Access to electrical power is essential in today’s society, and power system reliability analysis is the study of the ability to supply this power to end users, both local and at the bulk scale. As a branch of engineering, it combines analysis (what are the weaknesses) with a focus on design (how can these weaknesses be addressed). It addresses a large variety of questions, including: “Is it wise to spin up the coal-fired power plant to compensate for a forecast dip in wind speeds?”, “Is it worth investing in redundant transformers to reduce customer outages?”, “Do we need to invest in large-scale storage systems to deal with wind-still dark winter days?”
At the core of all such questions lies a risk assessment along the following lines. Firstly, consider all sources of uncertainty, identifying events that could interfere with the successful operation of the power system, such as lightning and squirrel activity(!). Secondly, consider the likelihood of occurrence of these events and the impact they would have if they were to occur, combining them (qualitatively or quantitatively) as risk = probability x impact. And finally, determine whether and how this risk can be mitigated.
As one can imagine, practical limitations in terms of data, modelling and computation ability mean that each of these steps is approximate. Historically, risk assessments were often qualitative in nature, for example by requiring a certain degree of asset redundancy. However, advances in sensing and computation mean that the industry is evolving towards quantitative risk assessment methods. At the forefront of this development, research is done by electrical engineers in close collaboration with statisticians and computer scientists. A selection of active research areas is listed below:
Weather and climate modelling
The importance of accurate weather and climate models is increasing. Besides direct impact of weather on network infrastructure (lightning, storms, etc.), it also affects the output of renewable generators. Moreover, the common practice of extrapolating the weather of the last few decades to the future is challenged by climate change. Finally, and perhaps surprisingly, space weather is gaining recognition as a subject of interest, because geomagnetic storms can induce significant currents in long-distance transmission lines.

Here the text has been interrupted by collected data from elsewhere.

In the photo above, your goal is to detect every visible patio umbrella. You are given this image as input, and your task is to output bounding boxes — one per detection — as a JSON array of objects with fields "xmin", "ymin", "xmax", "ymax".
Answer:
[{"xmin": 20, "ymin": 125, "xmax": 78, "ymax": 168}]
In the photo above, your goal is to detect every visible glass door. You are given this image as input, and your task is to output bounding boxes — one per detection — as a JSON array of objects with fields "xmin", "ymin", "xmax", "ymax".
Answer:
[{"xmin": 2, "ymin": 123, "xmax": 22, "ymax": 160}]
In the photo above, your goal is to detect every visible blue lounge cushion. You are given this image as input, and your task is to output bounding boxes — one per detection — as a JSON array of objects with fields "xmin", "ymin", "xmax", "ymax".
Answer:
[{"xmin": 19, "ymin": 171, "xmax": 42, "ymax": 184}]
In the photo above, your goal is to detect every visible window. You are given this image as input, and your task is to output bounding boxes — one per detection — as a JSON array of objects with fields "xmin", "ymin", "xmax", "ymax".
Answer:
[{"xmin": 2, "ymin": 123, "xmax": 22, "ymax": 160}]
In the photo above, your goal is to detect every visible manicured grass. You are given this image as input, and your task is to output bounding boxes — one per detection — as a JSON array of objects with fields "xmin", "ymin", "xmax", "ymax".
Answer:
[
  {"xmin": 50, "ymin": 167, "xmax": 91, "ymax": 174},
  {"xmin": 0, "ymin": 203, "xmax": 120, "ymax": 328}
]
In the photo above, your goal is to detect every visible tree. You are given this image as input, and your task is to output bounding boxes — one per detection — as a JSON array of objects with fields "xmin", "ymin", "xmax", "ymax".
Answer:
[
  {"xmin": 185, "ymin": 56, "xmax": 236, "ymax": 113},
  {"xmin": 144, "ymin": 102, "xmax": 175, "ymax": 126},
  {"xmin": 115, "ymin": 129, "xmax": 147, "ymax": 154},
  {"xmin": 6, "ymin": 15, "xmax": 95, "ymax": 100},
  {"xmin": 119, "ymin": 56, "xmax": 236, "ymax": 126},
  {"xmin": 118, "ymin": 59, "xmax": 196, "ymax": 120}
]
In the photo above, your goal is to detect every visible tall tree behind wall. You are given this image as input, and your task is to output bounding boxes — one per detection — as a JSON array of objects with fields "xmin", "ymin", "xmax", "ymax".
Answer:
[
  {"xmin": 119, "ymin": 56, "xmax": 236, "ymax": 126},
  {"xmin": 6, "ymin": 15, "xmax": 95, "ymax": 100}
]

Reasonable capacity payments
The rollout of large-scale renewable generation means that conventional gas- or coal-fired generators are slowly being phased out. Not unreasonably, this raises concerns about the security of supply: what can we do to ensure the lights stay on in the event of a Dunkelflaute, an extended period of darkness and little wind? In response, a number of countries are rolling out capacity mechanisms, where generators or batteries receive payments to remain “on standby” for such cases. But do we really need these schemes, and if we do, how much capacity should be purchased at what cost?
AI and machine learning
Last but not least, recent developments in AI and machine learning will fundamentally change the process of reliability analysis and risk assessment. In the short term, machine learning tools can improve the speed and accuracy of assessments that are currently done by system operators and planners, allowing them to tackle problems of previously unsurmountable complexity. In the future, hybrid intelligence will see AI agents working alongside system operators, learning from these operators and suggesting actions to them.